Com tirinhas ilustradas em aquarela e textos sobre o cotidiano, o artista Caetano Cury oferece um recorte sensível sobre o ano em que a Terra (quase) parou
Deixar um emprego relativamente estável para viver de arte no Brasil pode não ser considerada uma opção viável para muitas pessoas, mas foi o que escolheu, há pouco mais de um ano, o radialista e ilustrador Caetano Cury Nardi.
Mineiro da cidade de Guaxupé e radicado em São Paulo (SP), ele não poderia imaginar que, além de todas as dificuldades características do ofício, estaria de mãos dadas com seu projeto Téo e o Mini Mundo em meio a uma pandemia.
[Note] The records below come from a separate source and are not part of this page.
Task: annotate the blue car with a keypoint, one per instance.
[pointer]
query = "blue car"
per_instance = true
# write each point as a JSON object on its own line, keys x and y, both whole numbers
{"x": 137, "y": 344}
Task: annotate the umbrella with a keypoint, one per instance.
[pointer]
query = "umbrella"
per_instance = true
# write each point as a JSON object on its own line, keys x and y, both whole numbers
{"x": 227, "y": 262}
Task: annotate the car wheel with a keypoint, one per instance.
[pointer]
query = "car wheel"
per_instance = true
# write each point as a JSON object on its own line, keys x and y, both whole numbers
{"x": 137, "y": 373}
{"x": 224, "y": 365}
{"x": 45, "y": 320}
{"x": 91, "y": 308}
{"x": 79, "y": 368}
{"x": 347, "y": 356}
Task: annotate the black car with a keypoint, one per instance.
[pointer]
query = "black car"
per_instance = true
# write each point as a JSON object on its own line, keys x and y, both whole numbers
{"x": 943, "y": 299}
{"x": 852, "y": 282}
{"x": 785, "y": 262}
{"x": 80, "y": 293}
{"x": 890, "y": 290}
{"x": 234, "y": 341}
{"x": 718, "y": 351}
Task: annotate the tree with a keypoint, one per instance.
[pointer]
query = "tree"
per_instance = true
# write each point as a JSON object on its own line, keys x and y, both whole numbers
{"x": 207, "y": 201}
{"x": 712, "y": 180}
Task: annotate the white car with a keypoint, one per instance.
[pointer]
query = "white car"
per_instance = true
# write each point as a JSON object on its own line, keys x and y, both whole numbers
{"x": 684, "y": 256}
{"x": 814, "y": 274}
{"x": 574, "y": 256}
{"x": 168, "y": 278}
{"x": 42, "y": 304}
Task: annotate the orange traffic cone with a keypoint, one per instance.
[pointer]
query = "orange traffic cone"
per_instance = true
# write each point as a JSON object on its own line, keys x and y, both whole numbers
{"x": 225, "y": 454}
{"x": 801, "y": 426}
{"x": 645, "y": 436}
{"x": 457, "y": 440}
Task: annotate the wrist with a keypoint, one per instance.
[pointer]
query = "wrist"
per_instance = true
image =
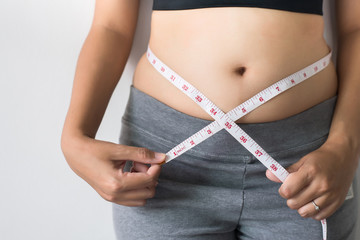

Foi com a mesma surpresa e desorientação sentida por todos nós que Caetano recebeu as restrições de circulação para reduzir o contagio pela covid-19, instituída pelos governos estaduais no início do ano, logo após o carnaval. Sem poder vender Téo e o Mini Mundo — O Livro nas feiras literárias e eventos de tirinhas Brasil afora e com a loja virtual em baixa, restavam a ele duas alternativas: tentar voltar para o antigo trabalho ou se reinventar. E esse texto não existiria se ele tivesse escolhido a primeira opção.
O artista resolveu criar uma campanha de assinaturas através da plataforma Apoia-se. A ideia é bem simples: fãs das histórias do Téo contribuem pagando um valor mensal a partir de R$ 3 e, em troca, têm diversos benefícios — inclusive, e principalmente, a garantia de continuidade das histórias do menino, a borboleta e o microscópio.
As tirinhas são leves e simples, com textos curtos e falam sobre questões do dia a dia a partir de uma perspectiva filosófica. São obras para ver e refletir. Como já haviam conquistado um público fiel em plataformas como o Instagram e o Facebook, a meta de assinaturas estabelecida pelo autor para continuar com o trabalho foi alcançada logo e ele pode dedicar-se a entregar aos fãs três histórias novas a cada semana pelas redes sociais.
Passando grande parte do período de distanciamento social sozinho, em casa, Caetano teve outra ideia que pode ter sido o segundo maior ponto de virada para o trabalho dele em 2020: fazer transmissões ao vivo pelo YouTube e pelas redes sociais em que compartilhava o processo criativo de muitas das tirinhas. Deu certo! Durante meses ele foi acompanhado dos seguidores enquanto traçava seus personagens e refletia sobre a vida e sobre os acontecimentos ao seu redor.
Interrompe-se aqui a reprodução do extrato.